19.1. Dutch law applies to all agreements to which the General Terms and Conditions Bonaroo apply. The parties declare that the Vienna Sales Convention (CISG) explicitly does not apply to the aforementioned agreements.
19.2. Unless otherwise prescribed by mandatory law, all disputes arising from the agreement will be submitted to the competent Dutch court.
19.3. Bonaroo has the right to amend these General Terms and Conditions. An amendment will not take effect earlier than fourteen days after notification to the Client. The Client can terminate the agreement against the date on which such an amendment takes effect. Ongoing projects with the Client will be settled proportionally.

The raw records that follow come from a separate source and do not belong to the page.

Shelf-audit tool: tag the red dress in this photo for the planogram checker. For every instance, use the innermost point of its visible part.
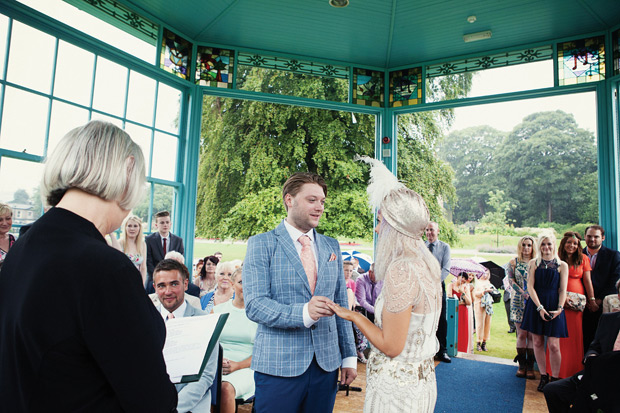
(571, 347)
(464, 339)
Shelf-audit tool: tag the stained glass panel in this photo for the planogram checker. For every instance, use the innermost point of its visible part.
(294, 65)
(616, 45)
(367, 87)
(176, 53)
(214, 67)
(472, 64)
(406, 87)
(581, 61)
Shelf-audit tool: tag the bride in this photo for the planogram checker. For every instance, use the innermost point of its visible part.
(400, 369)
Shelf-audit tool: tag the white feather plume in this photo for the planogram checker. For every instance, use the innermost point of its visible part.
(382, 181)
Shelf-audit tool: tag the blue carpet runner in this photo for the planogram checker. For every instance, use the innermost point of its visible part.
(477, 386)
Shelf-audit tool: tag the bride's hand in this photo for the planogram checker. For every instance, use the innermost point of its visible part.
(341, 311)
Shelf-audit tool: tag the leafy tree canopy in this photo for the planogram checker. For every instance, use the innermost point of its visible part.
(248, 149)
(546, 166)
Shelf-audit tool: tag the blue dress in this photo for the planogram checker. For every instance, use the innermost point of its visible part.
(547, 284)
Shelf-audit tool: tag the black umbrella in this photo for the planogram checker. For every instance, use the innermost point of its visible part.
(497, 273)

19.4. Transfer of rights or an agreement to a third party, including parent, sister, or subsidiary companies, is only allowed after the Client obtains Bonaroo's permission for transfer to that third party. Bonaroo will not withhold this permission unreasonably but may impose further conditions, such as payment of a fee. The Client indemnifies Bonaroo against any claims from third parties who suffer damage related to the transferred usage right on the Product or its use, which would be attributable to Bonaroo.
19.5. Bonaroo strives for adequate follow-up of the notifications and messages received from the Client in its services. To deliver services effectively, the Client ensures an always reachable and sufficiently authorized contact person; he/she plays an important role in management and reporting Malfunctions. Notifications (of Malfunctions) can only be made in the manner indicated by Bonaroo. If a notification is received outside Working Days, it is deemed received on the next Working Day. The time outside Working Days does not count towards the response time. Depending on the nature of the notification, Bonaroo will take action or respond to the contact person.
19.6. The Client grants Bonaroo the right in advance, without the Client's express permission, to transfer agreements or parts thereof to parent, sister, or subsidiary companies; or to a third party in the event of Bonaroo's merger or acquisition. If this occurs, Bonaroo will inform the Client.
19.7. If an article of this agreement is declared inapplicable, the remaining articles will remain effective. The rights and obligations arising from the inapplicable part of the agreement will be determined as much as possible in the same manner as the intended provision in the inapplicable article.